I am often amazed that any chips actually work. We all know that verification by simulation is based on a sampling of possible stimulus and we also know that the number of samples we provide is a tiny, tiny fraction of all of the possible stimulus patterns. Even so, verification is taking up a larger percentage of our time and increasing. We use things such as functional coverage to try and steer some of those samples towards particular areas of the design, but as system complexity grows and the amount of concurrency increases, the fraction of the total stimulus space that is actually covered is being reduced every day. Some people are also aware that most simulation never actually checks that things work correctly; they just look for obvious signs that nothing has gone wrong. As the sequential depth of designs increase, constrained random is also less likely to hit many interesting cases, so more companies are being forced to spend a greater percentage of their time directing testing. So why is it that any chips actually work?
So first of all, there are the cases where the chips doesn’t fully work, but it works well enough. This can be at two different levels: either the problems are fixable in software (problem avoided), or the functionality is reduced, but still good enough to ship the product (reduced functionality).
One of the big saving graces is that few SoCs use all of the available functionality. The system places constraints that prevent many capabilities from ever being activated, so this means that many problems can exist with no effect. Just think of an IP block – perhaps one that comes from a third party. It is possible that it has been used in many designs in the past, and yet as soon as you integrate it into your design, you find problems with it, and start to question the quality of the block. The same is true with software as well. I can remember back to the days when I actually developed software (yes a long time ago). Each and every time we got a new customer we learn to expect a rash of new bugs being filed and the customer getting upset about our perceived quality levels. Those bugs came because they were using the product in different ways than the previous customers, and as soon as that first batch of bugs were cleared, they were unlikely to find many other problems. Software often constrains the functionality that can be activated in the hardware in addition to the hardware constraints, although if software updates are possible, it can trigger problems being found in the hardware at a later date.

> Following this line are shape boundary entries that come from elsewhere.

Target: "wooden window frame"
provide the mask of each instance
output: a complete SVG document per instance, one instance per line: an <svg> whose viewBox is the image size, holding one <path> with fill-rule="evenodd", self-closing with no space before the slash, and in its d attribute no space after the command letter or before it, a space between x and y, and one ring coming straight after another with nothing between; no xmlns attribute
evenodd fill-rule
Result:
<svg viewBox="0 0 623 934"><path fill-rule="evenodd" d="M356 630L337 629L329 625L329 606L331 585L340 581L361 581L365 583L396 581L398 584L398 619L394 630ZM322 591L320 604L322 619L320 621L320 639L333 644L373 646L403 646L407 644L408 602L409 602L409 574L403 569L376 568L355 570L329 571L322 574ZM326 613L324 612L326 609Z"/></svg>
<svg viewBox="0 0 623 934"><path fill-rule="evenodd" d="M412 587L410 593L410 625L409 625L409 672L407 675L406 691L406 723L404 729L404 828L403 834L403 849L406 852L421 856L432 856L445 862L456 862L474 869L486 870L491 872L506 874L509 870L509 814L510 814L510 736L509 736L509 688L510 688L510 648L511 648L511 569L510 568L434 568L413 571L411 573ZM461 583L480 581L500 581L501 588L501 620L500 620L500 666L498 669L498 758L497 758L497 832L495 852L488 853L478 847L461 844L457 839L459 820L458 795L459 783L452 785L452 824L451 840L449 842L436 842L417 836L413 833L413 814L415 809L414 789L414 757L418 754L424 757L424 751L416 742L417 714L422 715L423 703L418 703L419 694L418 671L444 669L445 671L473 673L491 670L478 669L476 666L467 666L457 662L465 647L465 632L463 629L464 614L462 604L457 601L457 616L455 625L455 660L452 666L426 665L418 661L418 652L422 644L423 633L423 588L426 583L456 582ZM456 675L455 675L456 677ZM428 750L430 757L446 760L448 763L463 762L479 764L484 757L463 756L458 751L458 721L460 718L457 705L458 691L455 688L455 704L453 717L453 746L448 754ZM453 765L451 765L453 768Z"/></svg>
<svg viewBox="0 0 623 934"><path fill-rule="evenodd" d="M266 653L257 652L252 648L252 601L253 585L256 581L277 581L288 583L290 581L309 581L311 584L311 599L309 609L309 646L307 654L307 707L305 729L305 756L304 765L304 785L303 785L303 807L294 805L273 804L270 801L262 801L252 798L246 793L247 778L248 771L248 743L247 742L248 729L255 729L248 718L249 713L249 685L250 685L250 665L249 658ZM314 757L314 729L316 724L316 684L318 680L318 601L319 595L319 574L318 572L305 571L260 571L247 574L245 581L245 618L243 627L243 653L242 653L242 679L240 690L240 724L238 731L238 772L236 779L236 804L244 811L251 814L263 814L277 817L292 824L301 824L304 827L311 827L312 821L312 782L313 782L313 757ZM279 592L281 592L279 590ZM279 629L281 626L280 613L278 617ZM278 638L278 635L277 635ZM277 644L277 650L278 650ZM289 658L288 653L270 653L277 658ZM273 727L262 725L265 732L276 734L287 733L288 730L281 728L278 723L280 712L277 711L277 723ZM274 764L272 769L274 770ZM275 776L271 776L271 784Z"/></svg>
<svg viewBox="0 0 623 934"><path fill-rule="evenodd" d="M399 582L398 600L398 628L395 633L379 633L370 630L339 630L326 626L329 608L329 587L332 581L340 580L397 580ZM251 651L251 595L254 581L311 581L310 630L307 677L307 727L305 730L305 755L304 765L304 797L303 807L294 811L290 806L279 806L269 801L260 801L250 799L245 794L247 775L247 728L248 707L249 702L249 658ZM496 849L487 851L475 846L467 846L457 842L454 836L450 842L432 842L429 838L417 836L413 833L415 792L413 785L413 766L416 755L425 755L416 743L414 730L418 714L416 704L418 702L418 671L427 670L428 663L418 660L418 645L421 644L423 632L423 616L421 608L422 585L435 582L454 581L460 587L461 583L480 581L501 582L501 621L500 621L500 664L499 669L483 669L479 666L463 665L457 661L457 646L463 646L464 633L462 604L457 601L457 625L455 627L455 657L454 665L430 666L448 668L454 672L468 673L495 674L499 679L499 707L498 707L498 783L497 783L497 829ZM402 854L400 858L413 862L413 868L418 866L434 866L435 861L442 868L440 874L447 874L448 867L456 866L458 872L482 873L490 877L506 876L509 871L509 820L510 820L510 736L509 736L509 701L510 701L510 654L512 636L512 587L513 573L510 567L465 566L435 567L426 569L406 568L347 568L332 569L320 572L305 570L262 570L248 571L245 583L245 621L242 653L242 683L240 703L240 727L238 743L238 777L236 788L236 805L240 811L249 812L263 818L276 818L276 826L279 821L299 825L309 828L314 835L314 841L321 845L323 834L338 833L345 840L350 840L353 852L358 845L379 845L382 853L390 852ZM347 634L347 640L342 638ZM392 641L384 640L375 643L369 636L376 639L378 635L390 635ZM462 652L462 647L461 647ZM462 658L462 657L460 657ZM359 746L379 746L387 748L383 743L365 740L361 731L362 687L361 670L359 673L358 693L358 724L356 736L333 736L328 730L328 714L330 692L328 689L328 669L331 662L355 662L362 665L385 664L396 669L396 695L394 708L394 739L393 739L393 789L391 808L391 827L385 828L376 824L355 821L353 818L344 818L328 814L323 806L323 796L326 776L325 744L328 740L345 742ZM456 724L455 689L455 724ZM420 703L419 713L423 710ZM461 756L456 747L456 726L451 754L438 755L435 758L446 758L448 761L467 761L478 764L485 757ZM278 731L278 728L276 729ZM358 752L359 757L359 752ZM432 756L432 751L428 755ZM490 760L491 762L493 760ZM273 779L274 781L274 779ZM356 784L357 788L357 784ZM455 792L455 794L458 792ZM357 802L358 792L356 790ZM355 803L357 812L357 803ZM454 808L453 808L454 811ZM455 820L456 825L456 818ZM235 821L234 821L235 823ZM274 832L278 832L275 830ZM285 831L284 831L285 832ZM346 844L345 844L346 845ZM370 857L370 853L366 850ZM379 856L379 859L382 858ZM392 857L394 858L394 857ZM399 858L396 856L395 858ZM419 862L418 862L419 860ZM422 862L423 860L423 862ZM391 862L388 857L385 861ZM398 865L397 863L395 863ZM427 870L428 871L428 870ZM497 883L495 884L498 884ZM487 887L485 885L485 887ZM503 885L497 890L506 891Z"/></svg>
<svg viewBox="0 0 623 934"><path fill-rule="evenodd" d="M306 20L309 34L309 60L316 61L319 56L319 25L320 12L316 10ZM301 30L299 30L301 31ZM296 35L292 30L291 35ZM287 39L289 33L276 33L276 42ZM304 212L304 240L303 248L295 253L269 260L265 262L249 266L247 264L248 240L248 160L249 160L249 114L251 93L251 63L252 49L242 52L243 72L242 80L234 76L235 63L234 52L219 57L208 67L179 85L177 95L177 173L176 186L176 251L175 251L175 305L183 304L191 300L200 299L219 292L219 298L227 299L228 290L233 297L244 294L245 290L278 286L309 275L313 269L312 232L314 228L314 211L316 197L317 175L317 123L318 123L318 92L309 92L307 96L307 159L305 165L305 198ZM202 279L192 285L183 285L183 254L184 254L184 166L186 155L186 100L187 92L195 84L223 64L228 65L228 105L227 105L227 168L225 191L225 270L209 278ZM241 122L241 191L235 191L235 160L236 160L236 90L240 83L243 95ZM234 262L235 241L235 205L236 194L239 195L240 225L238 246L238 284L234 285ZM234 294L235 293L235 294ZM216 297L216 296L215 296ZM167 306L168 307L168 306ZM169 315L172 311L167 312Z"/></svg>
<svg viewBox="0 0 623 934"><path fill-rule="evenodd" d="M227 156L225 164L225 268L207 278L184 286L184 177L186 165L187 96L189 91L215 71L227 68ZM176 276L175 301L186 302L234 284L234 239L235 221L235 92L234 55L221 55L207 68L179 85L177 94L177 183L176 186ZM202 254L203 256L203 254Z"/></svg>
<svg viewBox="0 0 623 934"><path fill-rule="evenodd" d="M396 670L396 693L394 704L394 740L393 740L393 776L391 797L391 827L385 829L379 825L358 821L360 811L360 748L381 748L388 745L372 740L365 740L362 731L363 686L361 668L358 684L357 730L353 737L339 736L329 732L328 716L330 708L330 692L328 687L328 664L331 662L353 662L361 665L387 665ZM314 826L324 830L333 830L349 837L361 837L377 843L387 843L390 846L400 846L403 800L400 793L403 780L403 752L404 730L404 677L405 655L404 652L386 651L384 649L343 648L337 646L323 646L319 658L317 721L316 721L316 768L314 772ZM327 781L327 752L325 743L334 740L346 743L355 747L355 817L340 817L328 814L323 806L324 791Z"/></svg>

Let’s consider a specific example that I have heard other people mention. If we have a state machine, it is clear that we need to verify that we can reach all of the states, make the right transitions between the states, and that the right things happen in each state. If we add a second state machine, we also need to verify the same for that one. If each state machine executes concurrently, then do we need to verify all combinations of each test in each state machine? In other words do we have 2X the tests or is it a square of the number of tests. Reality is probably somewhere in between based on how one machine can influence the other and produce different outcomes. But how does that get formalized?
So, in the verification world it seems as if we have never been able to get a handle on the real space that needs to be verified. How much time do we spend performing verification at the block level that could never be activated once integrated? How many actual or implied constraints exist in the system that carve out great chunks of the possible verification space? For most chips to work, it would seem as if we must be doing some of this without really thinking about it, but one would think that after doing this stuff for 40 or more years now, we would have found a way to formalize this. How much time do we waste doing simulations that don’t give us any useful information? How much more efficient could verification be?
If anyone has a better handle on this problem, I would love to hear from you. If there is any promising research that can help guide us towards the important test cases to be run I am sure we would all be thankful. Until then it would appear that we enjoy gambling and we have had a pretty good run. When does our luck run out? Do you think it is luck or a sixth sense on the part of the verification engineers?
Brian Bailey – keeping you covered